Some big results for the boys
Before signing off, I wanted to share some of the crew’s results, because there are some runners in this squad to watch, with very big things still to come. The full results are here.
In the marathon, we had three — THREE — athletes in the Top 6. Jeff Chaseling was third in 2:29.55 and Greg Frost was sixth in 2:35.17 (a six minute personal best). And in the half marathon, we had three runners in the top 20: Dane Ottensen in 10th (1:12:36), Sam Jones in 12th (1:12:44) and Mitch Ryan in 19th (1:14:02).
We also saw a huge marathon PB from Pete Naseby (3:10:44) and a half marathon PB from Joshua Engel (1:19:44). And in the 10k, Wollongong legend Russell Dessaix-Chin, who is coming back from Achilles surgery, showed that he’s on track to return to some pretty lethal form.
Target 2:20 and what’s next?
And finally, my result. It’s kind of the elephant in the room, right? My goal, of course, is to run sub-2:20. And it didn’t happen at the 2021 Canberra Marathon. Am I upset about it? No. Am I still hungry to hit that goal, and to run even faster? Yes, and yes.
My race didn’t go perfectly, but reflecting on it now, with the passage of a few days, I can confidently say that it was a strong, well-executed run. I went through halfway nearly bang-on where my coach and I wanted, and I ran pretty evenly in the second half (minus the last few hundred metres when I looked like Gumby).

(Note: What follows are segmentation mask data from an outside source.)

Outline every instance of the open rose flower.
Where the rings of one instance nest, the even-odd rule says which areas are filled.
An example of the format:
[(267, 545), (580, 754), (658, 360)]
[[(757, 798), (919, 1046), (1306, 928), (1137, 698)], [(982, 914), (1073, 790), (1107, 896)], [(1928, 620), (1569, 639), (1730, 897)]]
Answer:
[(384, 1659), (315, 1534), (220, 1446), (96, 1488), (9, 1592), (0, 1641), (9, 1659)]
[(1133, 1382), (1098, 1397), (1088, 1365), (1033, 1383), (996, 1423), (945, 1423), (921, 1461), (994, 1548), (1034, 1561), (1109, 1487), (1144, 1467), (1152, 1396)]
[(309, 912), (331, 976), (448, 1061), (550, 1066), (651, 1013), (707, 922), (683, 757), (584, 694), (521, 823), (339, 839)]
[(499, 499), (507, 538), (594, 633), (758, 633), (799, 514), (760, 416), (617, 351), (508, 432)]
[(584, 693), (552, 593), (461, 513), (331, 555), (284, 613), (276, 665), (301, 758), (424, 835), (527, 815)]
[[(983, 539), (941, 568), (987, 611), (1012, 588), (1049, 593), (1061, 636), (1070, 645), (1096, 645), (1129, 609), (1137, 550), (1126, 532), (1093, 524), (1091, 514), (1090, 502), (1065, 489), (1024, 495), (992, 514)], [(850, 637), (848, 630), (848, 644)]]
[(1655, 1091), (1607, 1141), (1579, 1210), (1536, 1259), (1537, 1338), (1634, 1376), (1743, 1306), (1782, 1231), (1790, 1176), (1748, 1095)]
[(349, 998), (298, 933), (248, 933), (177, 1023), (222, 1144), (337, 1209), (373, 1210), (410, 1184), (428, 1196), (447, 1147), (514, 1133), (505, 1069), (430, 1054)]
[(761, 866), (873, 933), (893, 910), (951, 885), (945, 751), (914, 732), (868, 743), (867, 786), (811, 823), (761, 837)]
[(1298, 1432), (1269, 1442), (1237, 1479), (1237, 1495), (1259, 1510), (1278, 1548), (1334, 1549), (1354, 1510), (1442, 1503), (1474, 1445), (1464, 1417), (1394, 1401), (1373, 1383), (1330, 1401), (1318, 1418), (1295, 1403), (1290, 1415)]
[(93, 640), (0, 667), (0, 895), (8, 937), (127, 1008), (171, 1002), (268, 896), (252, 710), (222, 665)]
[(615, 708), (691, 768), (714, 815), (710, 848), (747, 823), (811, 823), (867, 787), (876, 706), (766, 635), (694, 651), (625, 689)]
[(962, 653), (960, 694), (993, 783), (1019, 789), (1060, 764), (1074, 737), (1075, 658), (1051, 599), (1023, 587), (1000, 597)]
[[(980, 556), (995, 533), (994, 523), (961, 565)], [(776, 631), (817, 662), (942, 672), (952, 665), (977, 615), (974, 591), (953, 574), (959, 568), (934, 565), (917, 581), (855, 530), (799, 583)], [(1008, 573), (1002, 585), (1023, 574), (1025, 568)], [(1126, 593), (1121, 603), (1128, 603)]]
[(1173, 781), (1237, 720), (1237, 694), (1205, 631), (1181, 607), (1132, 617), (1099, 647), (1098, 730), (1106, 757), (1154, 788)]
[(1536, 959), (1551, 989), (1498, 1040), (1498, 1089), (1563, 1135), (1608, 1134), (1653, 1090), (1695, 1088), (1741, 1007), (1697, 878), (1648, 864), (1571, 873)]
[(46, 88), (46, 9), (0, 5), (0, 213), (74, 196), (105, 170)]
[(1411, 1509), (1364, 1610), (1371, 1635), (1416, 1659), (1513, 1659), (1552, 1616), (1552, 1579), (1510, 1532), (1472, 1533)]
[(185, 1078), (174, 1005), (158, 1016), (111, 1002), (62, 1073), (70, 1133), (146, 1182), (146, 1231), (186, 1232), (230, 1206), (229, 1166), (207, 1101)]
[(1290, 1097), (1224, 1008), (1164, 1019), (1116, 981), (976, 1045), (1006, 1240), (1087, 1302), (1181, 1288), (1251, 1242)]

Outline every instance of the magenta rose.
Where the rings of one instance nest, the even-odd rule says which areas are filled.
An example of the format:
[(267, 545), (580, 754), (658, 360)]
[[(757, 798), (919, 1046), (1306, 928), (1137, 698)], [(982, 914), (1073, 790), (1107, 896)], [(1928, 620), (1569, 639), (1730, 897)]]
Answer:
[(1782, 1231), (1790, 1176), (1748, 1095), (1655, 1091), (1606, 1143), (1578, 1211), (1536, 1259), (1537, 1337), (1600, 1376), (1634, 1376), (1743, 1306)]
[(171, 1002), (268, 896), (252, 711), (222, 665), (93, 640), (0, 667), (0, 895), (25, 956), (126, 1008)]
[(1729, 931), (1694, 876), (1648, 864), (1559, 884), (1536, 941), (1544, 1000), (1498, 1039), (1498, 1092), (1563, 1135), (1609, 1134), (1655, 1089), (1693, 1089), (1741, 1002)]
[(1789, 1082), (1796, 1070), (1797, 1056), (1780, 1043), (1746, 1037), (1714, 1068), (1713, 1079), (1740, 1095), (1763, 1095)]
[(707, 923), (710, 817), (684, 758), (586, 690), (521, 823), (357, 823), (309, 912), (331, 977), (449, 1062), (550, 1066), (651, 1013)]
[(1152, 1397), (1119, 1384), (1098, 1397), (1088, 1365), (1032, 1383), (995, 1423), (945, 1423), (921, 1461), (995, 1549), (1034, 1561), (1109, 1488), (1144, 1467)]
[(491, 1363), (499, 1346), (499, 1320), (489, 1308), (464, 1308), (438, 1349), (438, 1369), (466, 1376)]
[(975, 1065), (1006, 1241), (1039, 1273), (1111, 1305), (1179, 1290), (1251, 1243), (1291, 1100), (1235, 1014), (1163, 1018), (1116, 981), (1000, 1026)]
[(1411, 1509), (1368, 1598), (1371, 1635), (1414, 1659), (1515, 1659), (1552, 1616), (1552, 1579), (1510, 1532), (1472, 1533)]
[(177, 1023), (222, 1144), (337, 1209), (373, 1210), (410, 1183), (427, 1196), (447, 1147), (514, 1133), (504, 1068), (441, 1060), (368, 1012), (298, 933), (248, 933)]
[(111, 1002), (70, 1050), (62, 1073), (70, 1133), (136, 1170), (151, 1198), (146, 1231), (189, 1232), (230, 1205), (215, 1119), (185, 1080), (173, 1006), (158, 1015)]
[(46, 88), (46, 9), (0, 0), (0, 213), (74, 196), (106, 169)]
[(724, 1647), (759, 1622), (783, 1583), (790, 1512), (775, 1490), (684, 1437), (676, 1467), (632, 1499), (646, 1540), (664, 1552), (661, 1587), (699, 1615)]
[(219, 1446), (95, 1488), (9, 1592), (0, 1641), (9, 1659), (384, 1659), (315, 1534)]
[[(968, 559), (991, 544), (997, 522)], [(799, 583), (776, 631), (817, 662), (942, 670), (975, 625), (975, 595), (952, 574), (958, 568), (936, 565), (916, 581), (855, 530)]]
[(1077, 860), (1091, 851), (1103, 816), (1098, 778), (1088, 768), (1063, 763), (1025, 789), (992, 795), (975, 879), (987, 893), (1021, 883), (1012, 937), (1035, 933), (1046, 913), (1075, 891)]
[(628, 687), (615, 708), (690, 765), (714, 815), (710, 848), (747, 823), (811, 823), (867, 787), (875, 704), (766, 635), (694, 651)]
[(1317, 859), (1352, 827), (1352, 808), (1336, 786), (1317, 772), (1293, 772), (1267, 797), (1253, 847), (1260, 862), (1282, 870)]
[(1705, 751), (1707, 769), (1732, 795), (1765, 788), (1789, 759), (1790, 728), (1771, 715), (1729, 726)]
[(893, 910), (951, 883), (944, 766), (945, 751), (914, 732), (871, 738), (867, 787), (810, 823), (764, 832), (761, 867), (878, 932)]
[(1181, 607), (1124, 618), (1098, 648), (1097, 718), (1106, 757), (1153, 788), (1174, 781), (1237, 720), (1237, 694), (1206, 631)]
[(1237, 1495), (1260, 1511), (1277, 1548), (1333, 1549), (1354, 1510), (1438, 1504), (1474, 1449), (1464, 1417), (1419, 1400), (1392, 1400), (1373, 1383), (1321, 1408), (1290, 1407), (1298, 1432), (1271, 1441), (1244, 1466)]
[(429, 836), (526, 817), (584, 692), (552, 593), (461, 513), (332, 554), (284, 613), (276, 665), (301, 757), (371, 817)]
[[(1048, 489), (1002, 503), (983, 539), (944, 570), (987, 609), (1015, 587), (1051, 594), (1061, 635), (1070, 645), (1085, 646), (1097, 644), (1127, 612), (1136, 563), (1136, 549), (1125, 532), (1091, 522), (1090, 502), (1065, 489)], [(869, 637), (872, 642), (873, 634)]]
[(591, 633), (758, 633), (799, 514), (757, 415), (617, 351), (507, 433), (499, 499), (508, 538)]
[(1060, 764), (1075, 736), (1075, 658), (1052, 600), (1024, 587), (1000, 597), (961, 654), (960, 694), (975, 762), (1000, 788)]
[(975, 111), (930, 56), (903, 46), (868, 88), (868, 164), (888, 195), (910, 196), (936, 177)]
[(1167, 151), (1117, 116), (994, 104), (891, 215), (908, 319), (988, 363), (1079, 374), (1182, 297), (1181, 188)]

Still, the conditions were tough — it was cold and windy — and it was quite mentally challenging to be racing up the front. It was also my first road race in more than a year, and only my third marathon. When you set audacious goals, you have to be prepared to come up shy; and you have to be prepared to go after them again.
A learning opportunity
I’d agreed with my coach beforehand, this wasn’t a race to ‘get greedy’ and really push the pace early. This was a stepping-stone. Lower the PB, and get another solid effort on the board. I’m still learning the distance, and how to manage my race, and this run taught me a lot.
It reminded me that the distance is bloody tough and must be respected. But it taught me about what I’m capable of achieving when I’m fit and focused; how much pain I can endure, and that I’m able to grind and stay on pace running solo. That gives me confidence moving forward.